= Kamwe people =

Language group in Nigeria

The Kamwe people (also spelt Kamue) are a Chadic languages-speaking group, native to Adamawa State and Borno State of Nigeria and North Western Cameroon. The Kamwe language is called Vecemwe in the native tongue. Kamwe is a compound word formed of "Ka" and "Mwe", meaning people of the same consanguinity and affinity (matrilineal brotherhood).

== Distribution ==
About 80% of the Kamwe people in Nigeria autochthonous to Michika LGA. They are also found in Mubi North, Hong, Gombi, Song and Madagali. Kamwe people are also found in Borno State, especially in Askira/Uba and Gwoza. Blench (2019) lists Mukta of Mukta village in Adamawa State as part of the Kamwe cluster.

Kamwe is a compound word derived from the words "Ka" and "Mwe", which means "people of". It derived its meaning from a special type of Kamwe ornament worn by close relatives of a deceased person as a mark of identity and empathy. (Note: Ahmadu Bashir 105 year d. 18th December 2018)

According to Kamwe elders, "Mwe" is the mark of true identity of relatives in Kamweland. In the past, if a non-relative wore the Mwe, it could lead to conflict. Only close relatives are allowed to wear the Mwe, because it cements the bond between relatives. Those wearing the Mwe will hug one another saying tselie ra na (you are my relative). The Kamwe are so passionate about the name as they will say "Wesa Kamwe Ra" to compliment each other. Some elders state that Kamwe means people of the heavens, people on the hills, mountains and even the sky. More than 24 dialects of Kamwe language exist, but Nkafa is the central dialect and is used in writing and literature.

The Kamwe people and language were once called Higi(Higgi). Kamwe elders say Higgi is an offensive and derogatory word coined from hagyi (grasshopper) by their neighbours the Margi to mock the Kamwe because of the Kamwe women's appetite for grasshopper. Kamwe people despise the word, except some few in the Dakwa (Bazza) area who are originally of Margi origin. The Margi first called the Kamwe people "Higgi" in 1937.
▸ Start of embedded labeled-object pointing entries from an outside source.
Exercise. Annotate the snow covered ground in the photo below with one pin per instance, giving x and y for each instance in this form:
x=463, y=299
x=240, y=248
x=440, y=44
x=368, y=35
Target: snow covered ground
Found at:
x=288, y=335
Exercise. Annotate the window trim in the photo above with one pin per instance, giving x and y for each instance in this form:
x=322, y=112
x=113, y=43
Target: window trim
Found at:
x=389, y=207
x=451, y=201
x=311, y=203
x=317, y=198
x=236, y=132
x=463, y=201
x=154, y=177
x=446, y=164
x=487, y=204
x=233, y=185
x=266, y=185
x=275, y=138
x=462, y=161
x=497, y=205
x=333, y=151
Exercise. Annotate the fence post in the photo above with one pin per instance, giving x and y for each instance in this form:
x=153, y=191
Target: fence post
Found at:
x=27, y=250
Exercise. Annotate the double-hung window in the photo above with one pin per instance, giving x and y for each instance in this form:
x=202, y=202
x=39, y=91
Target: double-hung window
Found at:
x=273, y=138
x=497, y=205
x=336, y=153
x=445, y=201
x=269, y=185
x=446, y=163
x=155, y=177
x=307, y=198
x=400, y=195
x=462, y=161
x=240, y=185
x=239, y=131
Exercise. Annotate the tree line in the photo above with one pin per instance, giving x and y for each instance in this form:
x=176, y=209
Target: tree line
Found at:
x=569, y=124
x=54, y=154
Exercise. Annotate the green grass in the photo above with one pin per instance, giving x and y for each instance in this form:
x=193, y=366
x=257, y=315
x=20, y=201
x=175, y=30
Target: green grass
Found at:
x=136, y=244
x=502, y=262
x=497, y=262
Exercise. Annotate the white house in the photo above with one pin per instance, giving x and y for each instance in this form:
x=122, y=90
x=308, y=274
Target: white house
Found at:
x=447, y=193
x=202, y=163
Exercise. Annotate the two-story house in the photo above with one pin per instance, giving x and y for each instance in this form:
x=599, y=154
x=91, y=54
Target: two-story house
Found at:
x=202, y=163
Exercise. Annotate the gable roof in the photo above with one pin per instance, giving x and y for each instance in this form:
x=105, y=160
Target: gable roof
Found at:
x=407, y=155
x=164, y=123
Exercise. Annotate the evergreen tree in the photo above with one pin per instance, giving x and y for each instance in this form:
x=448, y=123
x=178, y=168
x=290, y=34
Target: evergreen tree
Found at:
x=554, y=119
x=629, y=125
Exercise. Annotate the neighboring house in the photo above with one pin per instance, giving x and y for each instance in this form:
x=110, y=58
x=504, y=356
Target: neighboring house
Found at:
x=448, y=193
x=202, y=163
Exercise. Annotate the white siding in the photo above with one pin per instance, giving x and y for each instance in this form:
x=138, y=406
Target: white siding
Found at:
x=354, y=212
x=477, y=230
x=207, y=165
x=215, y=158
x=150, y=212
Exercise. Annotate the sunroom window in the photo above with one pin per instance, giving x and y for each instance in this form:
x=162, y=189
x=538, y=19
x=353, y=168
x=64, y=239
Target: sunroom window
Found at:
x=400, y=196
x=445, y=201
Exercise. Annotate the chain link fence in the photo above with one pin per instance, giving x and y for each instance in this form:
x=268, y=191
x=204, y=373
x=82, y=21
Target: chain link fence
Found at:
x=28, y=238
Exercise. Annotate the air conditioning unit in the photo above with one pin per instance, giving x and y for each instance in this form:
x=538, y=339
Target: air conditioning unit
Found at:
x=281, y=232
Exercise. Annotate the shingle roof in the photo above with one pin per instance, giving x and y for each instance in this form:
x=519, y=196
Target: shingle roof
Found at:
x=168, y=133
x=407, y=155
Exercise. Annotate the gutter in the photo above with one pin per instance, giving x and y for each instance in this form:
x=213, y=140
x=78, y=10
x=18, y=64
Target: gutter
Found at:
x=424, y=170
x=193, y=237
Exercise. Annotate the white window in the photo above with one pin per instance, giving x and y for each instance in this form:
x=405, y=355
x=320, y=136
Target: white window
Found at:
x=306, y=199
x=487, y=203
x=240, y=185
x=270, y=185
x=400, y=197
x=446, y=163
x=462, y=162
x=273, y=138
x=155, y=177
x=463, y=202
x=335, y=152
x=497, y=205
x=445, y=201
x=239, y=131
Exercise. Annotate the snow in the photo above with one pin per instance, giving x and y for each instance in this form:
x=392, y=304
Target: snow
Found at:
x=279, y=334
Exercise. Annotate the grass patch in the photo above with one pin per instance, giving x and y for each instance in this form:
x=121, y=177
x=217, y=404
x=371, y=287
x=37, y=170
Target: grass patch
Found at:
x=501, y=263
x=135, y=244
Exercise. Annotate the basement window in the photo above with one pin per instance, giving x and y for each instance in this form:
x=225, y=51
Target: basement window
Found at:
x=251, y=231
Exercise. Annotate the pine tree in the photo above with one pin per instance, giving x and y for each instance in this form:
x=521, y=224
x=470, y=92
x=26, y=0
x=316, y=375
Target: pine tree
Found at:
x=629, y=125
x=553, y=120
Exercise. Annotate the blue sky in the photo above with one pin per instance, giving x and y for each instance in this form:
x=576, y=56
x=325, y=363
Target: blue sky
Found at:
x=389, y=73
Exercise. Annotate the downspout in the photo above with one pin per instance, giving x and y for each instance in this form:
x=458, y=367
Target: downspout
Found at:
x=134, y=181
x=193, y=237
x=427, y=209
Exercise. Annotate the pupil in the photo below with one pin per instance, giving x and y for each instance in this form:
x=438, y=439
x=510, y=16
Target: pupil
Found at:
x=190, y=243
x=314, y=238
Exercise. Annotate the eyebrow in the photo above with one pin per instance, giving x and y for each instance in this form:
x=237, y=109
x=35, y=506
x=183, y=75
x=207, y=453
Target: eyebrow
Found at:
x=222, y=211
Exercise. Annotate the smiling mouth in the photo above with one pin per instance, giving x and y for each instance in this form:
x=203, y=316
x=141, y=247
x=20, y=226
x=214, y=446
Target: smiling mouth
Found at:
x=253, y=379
Kamwe people are autochthonous of Michika local government. Kwada Kwakaa who was a prince and a great lion and leopard hunter is regarded as the founder of the settlement. The settlement was named after his method of hunting animals on the hill. In the Kamwe language, "Mwe" means heaven or hills while "Ci-ka" means creep, which was later mispronounced by colonialists as Michika.

The traditional ruler is called Mbege Kamwe. The current ruler is Ngida Zakawa Kwache.
In February 2025, the Adamawa State restored the Kamwe Kingdom which suspended in 1909 and is now called Mbege Ka Mwecika. The new Mbege is Professor Bulus Luka Gadiga.